- Belgian theatrical release poster
- Directed by: Ray Goossens
- Written by: Fred Ladd
- Produced by: Fred Ladd Raymond Leblanc Norm Prescott Leonard J. Aronson
- Starring: Arnold Stang Peter Lazer Jess Cain Conrad Jameson Mavis Mims Cliff Owens Minerva Pious Norman Rose
- Cinematography: Fred Ladd
- Edited by: Norm Prescott
- Music by: Ray Goossens
- Production company: Belvision Studios
- Distributed by: Universal Pictures (USA)
- Release date: 22 December 1965;
- Running time: 71 minutes
- Countries: Belgium United States
- Languages: English French

= Pinocchio in Outer Space =

Pinocchio in Outer Space is a 1965 animated science-fantasy film which sets Carlo Collodi's Pinocchio character on a rocketship adventure.

==Production==
Peter Lazer performs the voice of Pinocchio. It was produced by Ray Goossens at Belvision Studios, with American involvement from Norm Prescott (Filmation) and Fred Ladd. The film was released in the US by Universal Pictures as well as the second animated film from Universal.

The French version was titled Pinocchio dans l'espace and the Dutch version was known as Pinocchio in de ruimte.

The Talking Cricket character was not present in this production. Instead, Pinocchio's sidekick was Nurtle, an alien Twertle (voiced by Arnold Stang), sent by his government to investigate an unusual increase of radiation on Mars.
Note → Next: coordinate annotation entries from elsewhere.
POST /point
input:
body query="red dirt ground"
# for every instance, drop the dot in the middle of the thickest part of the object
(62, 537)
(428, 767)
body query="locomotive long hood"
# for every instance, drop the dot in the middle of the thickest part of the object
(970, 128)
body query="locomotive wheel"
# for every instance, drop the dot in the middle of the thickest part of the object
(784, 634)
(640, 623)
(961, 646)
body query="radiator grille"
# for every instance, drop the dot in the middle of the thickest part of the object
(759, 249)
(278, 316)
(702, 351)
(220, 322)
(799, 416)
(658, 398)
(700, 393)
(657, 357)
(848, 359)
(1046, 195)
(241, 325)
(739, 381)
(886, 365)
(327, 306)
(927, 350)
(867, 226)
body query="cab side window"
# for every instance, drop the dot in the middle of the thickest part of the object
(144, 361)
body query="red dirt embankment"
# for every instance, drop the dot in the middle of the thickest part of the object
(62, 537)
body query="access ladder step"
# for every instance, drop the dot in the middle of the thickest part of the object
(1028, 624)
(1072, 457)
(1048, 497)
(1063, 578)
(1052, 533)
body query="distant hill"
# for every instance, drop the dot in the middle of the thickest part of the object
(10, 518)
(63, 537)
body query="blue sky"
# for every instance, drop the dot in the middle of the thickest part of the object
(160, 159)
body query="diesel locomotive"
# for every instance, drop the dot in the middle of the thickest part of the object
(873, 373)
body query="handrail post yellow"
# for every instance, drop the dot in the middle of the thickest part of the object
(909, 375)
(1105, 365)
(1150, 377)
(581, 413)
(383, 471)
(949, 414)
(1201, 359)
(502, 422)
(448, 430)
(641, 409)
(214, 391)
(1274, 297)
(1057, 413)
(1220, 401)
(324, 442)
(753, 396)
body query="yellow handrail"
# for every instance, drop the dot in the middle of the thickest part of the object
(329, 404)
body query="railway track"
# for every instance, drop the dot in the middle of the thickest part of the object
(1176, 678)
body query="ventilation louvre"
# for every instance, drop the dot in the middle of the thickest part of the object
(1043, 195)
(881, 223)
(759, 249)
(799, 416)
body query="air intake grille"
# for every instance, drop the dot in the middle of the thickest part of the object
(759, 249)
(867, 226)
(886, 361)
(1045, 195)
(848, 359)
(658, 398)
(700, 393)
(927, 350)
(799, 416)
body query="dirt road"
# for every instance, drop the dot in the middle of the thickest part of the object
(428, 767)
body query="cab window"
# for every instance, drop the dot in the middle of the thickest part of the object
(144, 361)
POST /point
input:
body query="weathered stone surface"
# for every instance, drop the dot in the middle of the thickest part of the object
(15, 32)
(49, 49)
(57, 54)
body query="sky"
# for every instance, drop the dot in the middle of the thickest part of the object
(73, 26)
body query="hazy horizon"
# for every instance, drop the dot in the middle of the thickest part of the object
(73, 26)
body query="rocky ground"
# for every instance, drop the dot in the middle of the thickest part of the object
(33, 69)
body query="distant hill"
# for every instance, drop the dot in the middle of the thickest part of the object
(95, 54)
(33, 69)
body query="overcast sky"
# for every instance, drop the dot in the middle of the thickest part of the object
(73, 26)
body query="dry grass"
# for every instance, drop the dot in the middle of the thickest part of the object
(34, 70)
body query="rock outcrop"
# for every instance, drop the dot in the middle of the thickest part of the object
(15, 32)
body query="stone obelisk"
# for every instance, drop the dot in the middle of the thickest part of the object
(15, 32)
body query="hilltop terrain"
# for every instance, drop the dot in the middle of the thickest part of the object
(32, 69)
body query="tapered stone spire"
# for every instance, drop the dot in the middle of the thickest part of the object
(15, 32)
Together they battle against Astro, a marauding intergalactic whale who was seeking revenge after being abducted by a mysterious race of Martians.

==Cast==
- Peter Lazer – Pinocchio
- Arnold Stang – Nurtle the Twurtle
- Ray Owens – Mister Geppetto
- Conrad Jameson – G. Godline/Sharp
- Mavis Mims – The Blue Fairy
- Jess Cain – Groovy
- Norman Rose – Fedora
- Minerva Pious – The Blue Fairy's Mother
- Kevin Kennedy – Astro The Space Whale

==Comic strip adaptation==
In 1965, the film was adapted into a comic strip by Willy Lateste, which was published in Tintin in Belgium.